Dolayısıyla, Barosso Türkiye'nin üyeliğine ilişkin genel kabul gören doğruları tekrarlıyor; ancak üyeliğin çok zor olacağı, Türkiye'nin Avrupa'dan kültürel açıdan farklı bir ülke olduğu görüşü onun da söylemine girmeye başlıyor..
Sonuç bildirgesi
Türkiye'ye ilişkin endişeleri sonuç bildirgesinde de görmek mümkün.
Gerçi şu sırada bildirge taslak olarak elimizde ama Türkiye'yle ilgili paragrafta, kapsamlı üyelik müzakerelerine başlanmış olması memnuniyetle karşılanıyor.
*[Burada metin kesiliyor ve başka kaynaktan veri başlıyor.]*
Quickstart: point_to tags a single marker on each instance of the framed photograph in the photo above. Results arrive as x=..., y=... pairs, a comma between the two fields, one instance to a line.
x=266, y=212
Türkiye zirveye davet edilmedi |
Öte yandan, müzakerelerin hızının, Müzakere Çerçeve Belgesi'nde belirlenen yükümlülüklerin yerine getirilmesiyle ölçüleceği hatırlatılıyor.
Bu bağlamda, Kıbrıs sorunu paragrafa giriyor ve hafta başında Lüksemburg'da olduğu gibi 21 Eylül karşı deklarasyonu olarak bilinen Avrupa Birliği belgesine gönderme yapılıyor.
Bu belgede, Türkiye'nin limanlarını Kıbrıs gemilerine ve uçaklarına açması, Kıbrıs'la ilişkilerin normalleştirilmesi ve müzakere süreci içerisinde bir aşamada Türkiye'nin Kıbrıs'ı tanıması talep edilmekte.
Türkiye'nin limanların açılmasına ilişkin yükümlülüklerini yerine getirip getirmediğinin 2006 yılı içinde değerlendirileceği de hatırlatılmakta.
Türkiye'yle ilgili paragrafta ayrıca, Ankara'nın reform sürecini hızlandırması ve tam olarak ve etkili biçimde uygulaması da isteniyor.
Reform sürecinin istikrarlı ve geri dönüşü mümkün olmayacak şekilde devam etmesi gerektiğine de dikkat çekiliyor.
Yani önümüzdeki dönemde Avrupa Birliği'nin hem reformların derinleşmesi ve uygulamaya geçmesi, hem de Kıbrıs konusunda Türkiye üzerindeki baskılarını arttıracağı anlaşılıyor.